If the deceased has no surviving spouse or civil partner or children, grandchildren, the entire estate passes in the following order:

  1. Surviving parents.
  2. Surviving full siblings
  3. Surviving half siblings.
  4. Surviving grandparents.
  5. Uncles, aunts and their children.

Will: No Living Relatives

Where a person dies intestate and has no living relatives, their entire estate will go to the Crown. An unmarried or cohabiting partner will not inherit.

Case Study – Operation Of The Intestacy Rules

Bernard had been planning to make a Will. However, he dies suddenly on 10 April 2023 before he had got round to it. He leaves an estate valued at £3 million, including several investment properties. He has two children, Becky and Beatrice.

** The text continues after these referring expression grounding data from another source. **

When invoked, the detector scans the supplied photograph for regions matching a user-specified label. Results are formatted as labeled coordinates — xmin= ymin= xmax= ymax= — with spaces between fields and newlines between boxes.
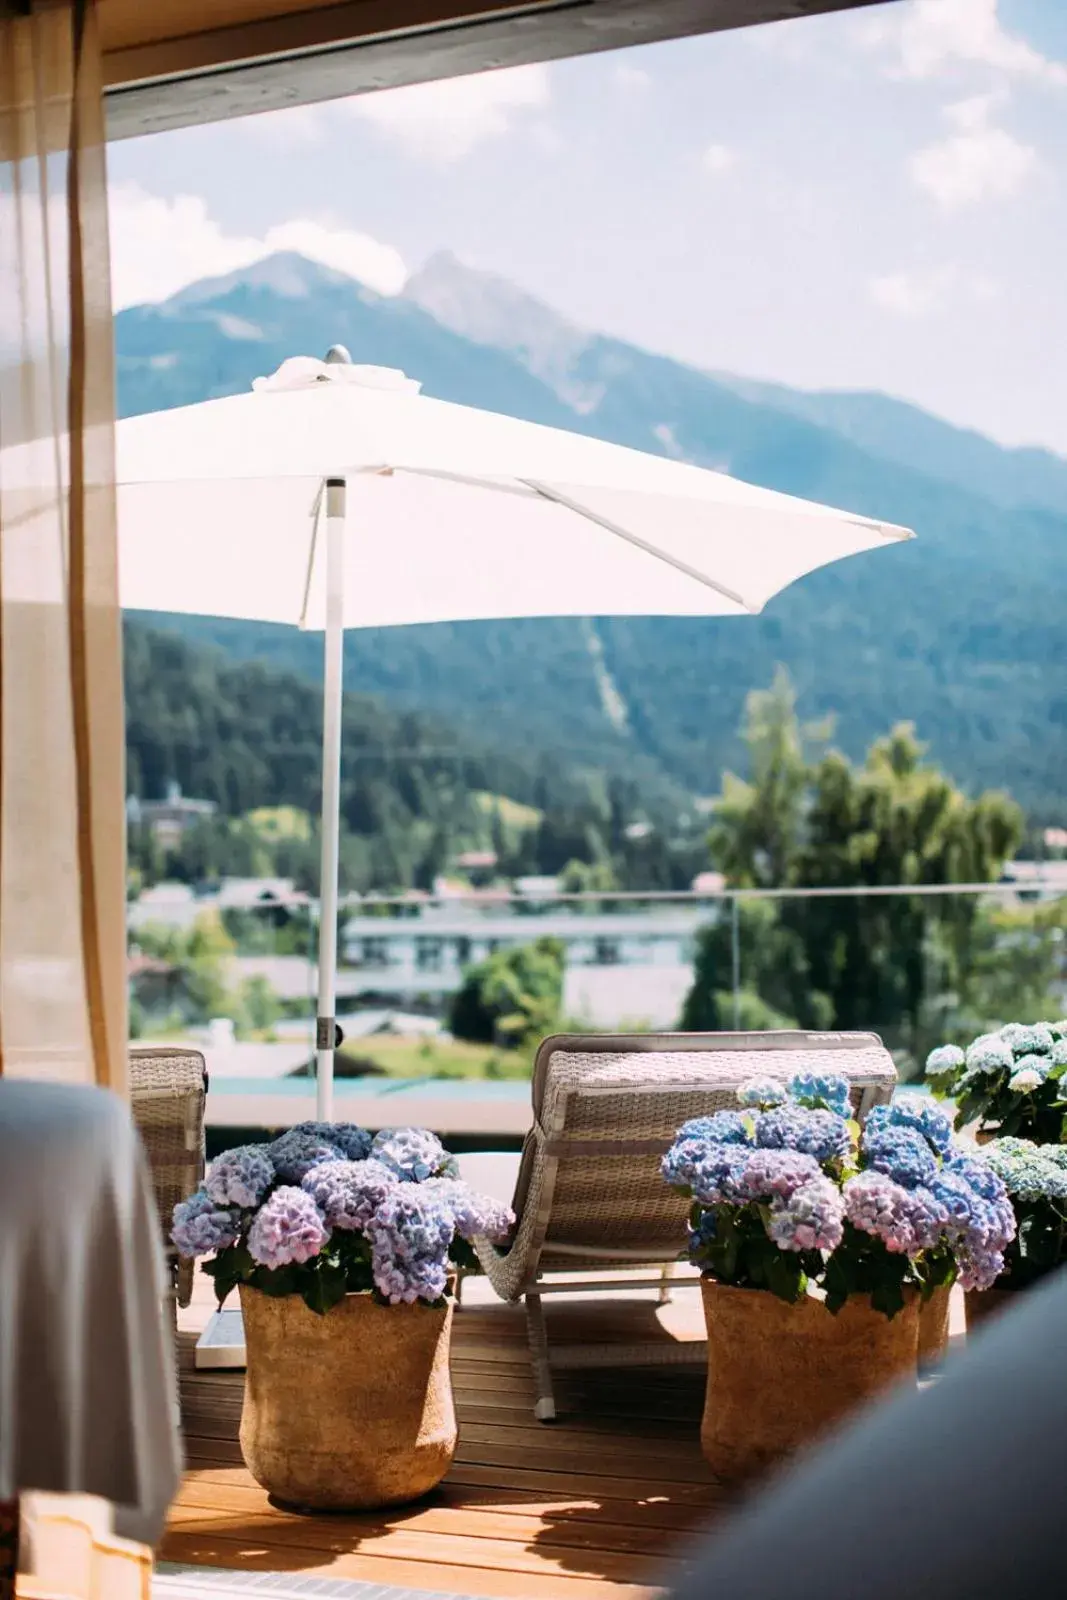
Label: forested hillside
xmin=125 ymin=623 xmax=705 ymax=892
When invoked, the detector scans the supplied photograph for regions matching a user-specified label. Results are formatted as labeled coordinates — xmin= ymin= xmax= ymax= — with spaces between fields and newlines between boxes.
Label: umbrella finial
xmin=324 ymin=344 xmax=353 ymax=365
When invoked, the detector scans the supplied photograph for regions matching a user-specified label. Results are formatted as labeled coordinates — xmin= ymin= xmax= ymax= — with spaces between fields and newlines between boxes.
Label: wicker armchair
xmin=128 ymin=1047 xmax=207 ymax=1313
xmin=475 ymin=1030 xmax=897 ymax=1420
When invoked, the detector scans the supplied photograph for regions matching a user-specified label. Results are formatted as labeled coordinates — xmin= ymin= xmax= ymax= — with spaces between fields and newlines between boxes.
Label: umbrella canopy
xmin=6 ymin=352 xmax=914 ymax=1119
xmin=115 ymin=356 xmax=912 ymax=629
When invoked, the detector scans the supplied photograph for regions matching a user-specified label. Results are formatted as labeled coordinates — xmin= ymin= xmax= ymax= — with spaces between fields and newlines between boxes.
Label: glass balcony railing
xmin=126 ymin=877 xmax=1067 ymax=1109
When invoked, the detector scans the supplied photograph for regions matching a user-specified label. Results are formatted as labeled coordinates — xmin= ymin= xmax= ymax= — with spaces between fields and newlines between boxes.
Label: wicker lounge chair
xmin=128 ymin=1047 xmax=208 ymax=1316
xmin=474 ymin=1030 xmax=897 ymax=1420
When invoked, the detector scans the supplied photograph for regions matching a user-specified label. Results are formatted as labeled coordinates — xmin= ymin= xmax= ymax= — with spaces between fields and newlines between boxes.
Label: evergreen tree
xmin=685 ymin=672 xmax=1023 ymax=1064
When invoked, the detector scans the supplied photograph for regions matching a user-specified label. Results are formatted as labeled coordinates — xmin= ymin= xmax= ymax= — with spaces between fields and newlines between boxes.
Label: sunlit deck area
xmin=164 ymin=1274 xmax=727 ymax=1599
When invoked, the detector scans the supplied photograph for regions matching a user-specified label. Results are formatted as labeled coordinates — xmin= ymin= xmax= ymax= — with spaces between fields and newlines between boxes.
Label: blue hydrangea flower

He had planned to leave his entire estate to his wife Beryl.

As the intestacy provisions apply, Beryl inherits his personal possessions, valued at £100,000, the first £270,000 and 50% of the remaining £2.63 million – a further £1.315 million.

The total amount inherited by Beryl is £1.685 million.

The remaining £1.315 million is shared equally between Becky and Beatrice.

The £1.685 million inherited by Beryl is covered by the inter-spouse exemption and free from inheritance tax.

The nil rate band of £325,000 is deducted from the remaining £1.315 million, leaving a chargeable estate of £990,000 on which IHT at 40% is payable. The IHT payable by the estate is £396,000.

Had Bernard made a Will and left everything to Beryl as planned, no IT would have been payable. His failure to make a Will means that not only does his property not pass in accordance with his wishes, the estate also has to pay £396,000 in IT which would not have been payable had he made a Will.

Making a Will is essential to ensure IHT is not paid unexpectedly.

Will: Post-Death Variation

Where the deceased has died leaving a Will, it may become apparent that less IT could have been paid by the estate had the deceased made different provisions. Where this is the case, it is not too late to undertake some tax planning as it is possible to vary the Will within two years of the date of death, as long as any beneficiary who is left worse off as a result of the changes to the Will agree to the changes.

A Will can be varied:

  1. To reduce the amount of IHT or capital gains tax that is payable.
  2. Provide for someone who has been left out of the Will
  3. Move the deceased’s assets into a trust.
  4. Provide clarification where there is uncertainty in the Will.

To change the Will after death, a Variation must be made. The Variation must meet certain conditions. These are set out in the Inheritance Tax: Instrument of Variation checklist (IOV2), which is available on the Gov.uk website.

If, as a result of the Variation of the Will, more IHT is payable, this must be paid to HMRC within six months of the date of Variation.

Case Study – Post-Death Variation

Christine dies on 1 May 2023 leaving an estate valued at £2 million. She leaves her share in their home, worth £500,000, to her husband. Her remaining estate is left equally between her husband, Charlie and her children Craig and Caroline. Her husband received £1 million (house plus one third of remaining £1.5 million) and the children receive £500,000 each.

The £1 million left to her husband is covered by the inter-spouse exemption. The £1 million left to the children is not exempt. After deducting the nil rate band of £325,000, her net estate is £675,000 on which IT of £270,000 is payable.

To prevent the estate having to pay IHT of £270,000, the children and Charlie vary the Will within two years of Christine’s death so £325,000 is passed equally to the children and the remainder to Charlie. This saves IHT of £270,000.